A campanha será assim: se você é Escritor, entregue seu texto a alguém! Junte um dinheiro com seu salário e publique seu livro na gráfica da esquina, do jeito que você quiser, com a capa que você quiser! Separe os que dará aos amigos e colegas, pegue o que sobrou e divida o total de gastos. Estenda uma toalha na feira e venda pelos cinco ou dez reais que custou na gráfica, só para recuperar os custos e poder publicar o próximo!

Aí, sim, teremos o nosso valor e, quem sabe até, nosso público cativo: aqueles 17 leitores que nunca nos viram, mas que se apaixonaram pela nossa literatura. Quem não gostar, simplesmente não vai querer mais e você não precisará ficar se perguntando sobre se o que está fazendo está agradando ao Mercado. Agrada a você e você oferece!

Para aqueles que querem ler gratuitamente, dê o endereço do site onde poderão ler na tela, baixar em Word, em PDF, imprimir em casa, seja lá como for. Com isso, estaremos extinguindo a pirataria, já que não haverá o que burlar. Quem quiser a capa bonitinha terá que encontrar você na feira ou no bar e gastar o que a gráfica cobra para fazer. E só!

O seu dinheiro? Você já não tem seu emprego? Então?! Qual é a dúvida, meu caro Escritor? Você quer ser lido, ou quer ser famoso e ganhar dinheiro? Então é melhor tentar outra coisa: Big Brother, que tal?

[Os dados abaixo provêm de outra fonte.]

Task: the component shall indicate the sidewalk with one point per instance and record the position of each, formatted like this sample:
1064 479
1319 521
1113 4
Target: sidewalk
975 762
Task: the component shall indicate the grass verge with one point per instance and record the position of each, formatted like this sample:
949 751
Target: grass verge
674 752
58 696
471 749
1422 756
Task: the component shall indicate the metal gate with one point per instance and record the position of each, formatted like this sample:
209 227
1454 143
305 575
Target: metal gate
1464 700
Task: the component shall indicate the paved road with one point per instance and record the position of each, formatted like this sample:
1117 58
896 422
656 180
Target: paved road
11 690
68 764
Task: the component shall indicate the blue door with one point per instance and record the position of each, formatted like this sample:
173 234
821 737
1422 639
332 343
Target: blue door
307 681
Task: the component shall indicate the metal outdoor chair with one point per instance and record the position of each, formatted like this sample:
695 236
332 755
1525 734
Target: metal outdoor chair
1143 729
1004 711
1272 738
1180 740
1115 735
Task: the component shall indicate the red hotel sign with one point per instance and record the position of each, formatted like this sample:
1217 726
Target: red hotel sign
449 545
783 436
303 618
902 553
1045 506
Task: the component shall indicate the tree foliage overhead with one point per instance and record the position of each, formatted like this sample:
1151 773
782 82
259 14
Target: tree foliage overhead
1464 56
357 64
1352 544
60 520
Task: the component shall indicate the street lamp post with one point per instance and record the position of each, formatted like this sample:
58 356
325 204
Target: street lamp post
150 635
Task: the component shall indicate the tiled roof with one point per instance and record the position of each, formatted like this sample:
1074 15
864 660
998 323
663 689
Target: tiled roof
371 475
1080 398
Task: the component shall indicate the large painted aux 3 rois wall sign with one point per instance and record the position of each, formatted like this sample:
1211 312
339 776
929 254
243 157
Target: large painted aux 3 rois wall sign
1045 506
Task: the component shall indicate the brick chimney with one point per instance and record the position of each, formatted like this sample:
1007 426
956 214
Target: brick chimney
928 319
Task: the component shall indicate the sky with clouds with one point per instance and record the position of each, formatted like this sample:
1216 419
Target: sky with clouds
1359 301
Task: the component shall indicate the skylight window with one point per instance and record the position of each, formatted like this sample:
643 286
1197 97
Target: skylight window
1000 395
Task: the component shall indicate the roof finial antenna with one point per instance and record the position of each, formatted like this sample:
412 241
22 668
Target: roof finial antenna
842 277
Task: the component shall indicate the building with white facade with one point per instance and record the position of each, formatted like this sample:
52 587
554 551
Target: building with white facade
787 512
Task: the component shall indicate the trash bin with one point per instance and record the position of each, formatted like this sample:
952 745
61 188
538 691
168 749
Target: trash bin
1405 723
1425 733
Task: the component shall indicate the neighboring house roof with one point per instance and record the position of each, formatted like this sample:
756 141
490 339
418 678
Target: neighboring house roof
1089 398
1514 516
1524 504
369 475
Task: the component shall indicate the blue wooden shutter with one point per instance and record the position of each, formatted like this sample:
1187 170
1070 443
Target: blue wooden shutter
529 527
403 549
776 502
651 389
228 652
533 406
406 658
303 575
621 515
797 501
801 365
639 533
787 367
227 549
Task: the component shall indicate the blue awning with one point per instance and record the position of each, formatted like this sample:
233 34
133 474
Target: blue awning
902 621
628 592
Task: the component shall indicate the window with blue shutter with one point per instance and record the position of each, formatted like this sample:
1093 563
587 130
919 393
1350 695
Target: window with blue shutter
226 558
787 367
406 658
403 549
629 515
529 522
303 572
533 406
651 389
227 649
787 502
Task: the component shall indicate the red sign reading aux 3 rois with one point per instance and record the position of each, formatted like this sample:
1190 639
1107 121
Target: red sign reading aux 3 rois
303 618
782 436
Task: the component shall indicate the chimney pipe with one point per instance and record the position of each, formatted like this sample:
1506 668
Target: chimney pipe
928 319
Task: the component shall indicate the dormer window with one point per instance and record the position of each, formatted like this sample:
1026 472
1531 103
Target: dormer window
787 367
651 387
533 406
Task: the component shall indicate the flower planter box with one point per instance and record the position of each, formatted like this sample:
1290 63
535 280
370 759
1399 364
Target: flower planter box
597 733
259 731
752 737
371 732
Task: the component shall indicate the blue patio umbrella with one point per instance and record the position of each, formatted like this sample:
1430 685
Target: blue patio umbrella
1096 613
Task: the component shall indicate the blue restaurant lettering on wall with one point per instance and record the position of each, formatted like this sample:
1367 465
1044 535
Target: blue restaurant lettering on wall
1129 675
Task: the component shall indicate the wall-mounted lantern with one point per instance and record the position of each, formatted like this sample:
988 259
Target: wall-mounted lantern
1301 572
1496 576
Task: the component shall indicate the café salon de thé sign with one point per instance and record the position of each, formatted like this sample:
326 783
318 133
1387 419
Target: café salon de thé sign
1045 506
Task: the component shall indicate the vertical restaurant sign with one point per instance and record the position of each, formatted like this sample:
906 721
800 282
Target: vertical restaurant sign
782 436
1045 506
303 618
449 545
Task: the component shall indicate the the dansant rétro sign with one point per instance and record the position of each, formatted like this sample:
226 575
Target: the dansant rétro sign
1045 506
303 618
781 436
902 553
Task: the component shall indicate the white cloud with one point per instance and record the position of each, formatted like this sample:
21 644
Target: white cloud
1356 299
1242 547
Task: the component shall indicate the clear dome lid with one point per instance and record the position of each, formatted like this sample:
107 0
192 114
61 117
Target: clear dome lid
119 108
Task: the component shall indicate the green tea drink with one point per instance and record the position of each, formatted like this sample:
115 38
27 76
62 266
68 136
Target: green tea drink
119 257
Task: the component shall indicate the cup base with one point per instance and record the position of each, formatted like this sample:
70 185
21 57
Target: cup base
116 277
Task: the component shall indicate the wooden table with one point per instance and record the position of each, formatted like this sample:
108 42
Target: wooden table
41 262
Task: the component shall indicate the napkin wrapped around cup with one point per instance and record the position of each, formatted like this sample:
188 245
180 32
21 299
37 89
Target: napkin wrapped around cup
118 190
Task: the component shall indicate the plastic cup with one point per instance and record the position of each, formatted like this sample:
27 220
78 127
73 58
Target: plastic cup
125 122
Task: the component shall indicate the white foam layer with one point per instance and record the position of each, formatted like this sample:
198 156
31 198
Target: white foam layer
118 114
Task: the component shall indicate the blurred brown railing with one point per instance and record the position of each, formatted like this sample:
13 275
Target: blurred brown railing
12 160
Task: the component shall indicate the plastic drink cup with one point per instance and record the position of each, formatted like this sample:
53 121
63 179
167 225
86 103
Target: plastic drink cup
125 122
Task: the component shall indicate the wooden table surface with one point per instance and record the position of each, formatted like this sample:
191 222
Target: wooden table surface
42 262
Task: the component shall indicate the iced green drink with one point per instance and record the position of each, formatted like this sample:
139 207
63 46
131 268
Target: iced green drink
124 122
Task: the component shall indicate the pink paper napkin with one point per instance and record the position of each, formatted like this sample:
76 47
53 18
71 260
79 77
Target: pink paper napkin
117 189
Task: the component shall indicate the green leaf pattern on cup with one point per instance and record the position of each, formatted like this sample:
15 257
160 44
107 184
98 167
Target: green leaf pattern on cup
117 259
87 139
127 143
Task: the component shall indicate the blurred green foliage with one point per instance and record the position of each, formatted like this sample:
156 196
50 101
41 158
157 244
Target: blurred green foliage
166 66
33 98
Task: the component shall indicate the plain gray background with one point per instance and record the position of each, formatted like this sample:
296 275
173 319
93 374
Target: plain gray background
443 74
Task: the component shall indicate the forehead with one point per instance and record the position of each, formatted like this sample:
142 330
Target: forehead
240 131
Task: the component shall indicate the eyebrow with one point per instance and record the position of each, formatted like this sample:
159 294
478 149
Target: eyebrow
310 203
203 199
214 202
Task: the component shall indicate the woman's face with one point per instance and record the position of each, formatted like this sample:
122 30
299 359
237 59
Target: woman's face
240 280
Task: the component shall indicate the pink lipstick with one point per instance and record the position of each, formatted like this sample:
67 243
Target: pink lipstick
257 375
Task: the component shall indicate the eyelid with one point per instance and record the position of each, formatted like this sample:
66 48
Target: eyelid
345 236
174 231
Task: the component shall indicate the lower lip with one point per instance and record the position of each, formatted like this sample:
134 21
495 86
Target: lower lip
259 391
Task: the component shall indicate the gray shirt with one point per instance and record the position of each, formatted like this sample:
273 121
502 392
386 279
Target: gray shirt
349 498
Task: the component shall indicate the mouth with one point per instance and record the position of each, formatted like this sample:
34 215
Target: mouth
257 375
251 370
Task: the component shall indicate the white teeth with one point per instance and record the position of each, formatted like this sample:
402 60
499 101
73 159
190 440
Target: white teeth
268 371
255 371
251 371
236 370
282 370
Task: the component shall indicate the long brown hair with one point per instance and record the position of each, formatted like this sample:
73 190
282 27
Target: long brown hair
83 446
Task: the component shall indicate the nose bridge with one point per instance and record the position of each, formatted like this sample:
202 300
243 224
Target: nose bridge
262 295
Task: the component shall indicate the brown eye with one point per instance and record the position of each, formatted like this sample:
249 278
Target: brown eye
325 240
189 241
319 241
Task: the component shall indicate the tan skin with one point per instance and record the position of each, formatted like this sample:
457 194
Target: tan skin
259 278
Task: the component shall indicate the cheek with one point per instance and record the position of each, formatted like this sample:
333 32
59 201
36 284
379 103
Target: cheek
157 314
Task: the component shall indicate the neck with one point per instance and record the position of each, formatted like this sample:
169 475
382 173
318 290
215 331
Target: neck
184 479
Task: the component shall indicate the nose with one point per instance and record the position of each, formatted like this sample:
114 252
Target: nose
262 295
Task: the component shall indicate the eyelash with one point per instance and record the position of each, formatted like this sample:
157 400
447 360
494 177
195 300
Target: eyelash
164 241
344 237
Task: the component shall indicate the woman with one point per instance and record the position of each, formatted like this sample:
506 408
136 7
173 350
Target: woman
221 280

Nós escritores não escrevemos porque queremos… E, desde o início da reprodução tipográfica, quando foi possível ganhar alguns níqueis com essa arte, começamos a pensar em como agradar o maior número de pessoas e não mais a tentar mostrar à humanidade o que enxergamos nas profundezas desse oceano que é a vida humana sobre a Terra.

Precisamos entender que nós temos o Dom.

Distribuamos, então nosso "Livro de Graça"!
Wallace Fauth
Um dos textos mais lúcidos que já li. Parabéns, Wallace Fauth! - Jocelino.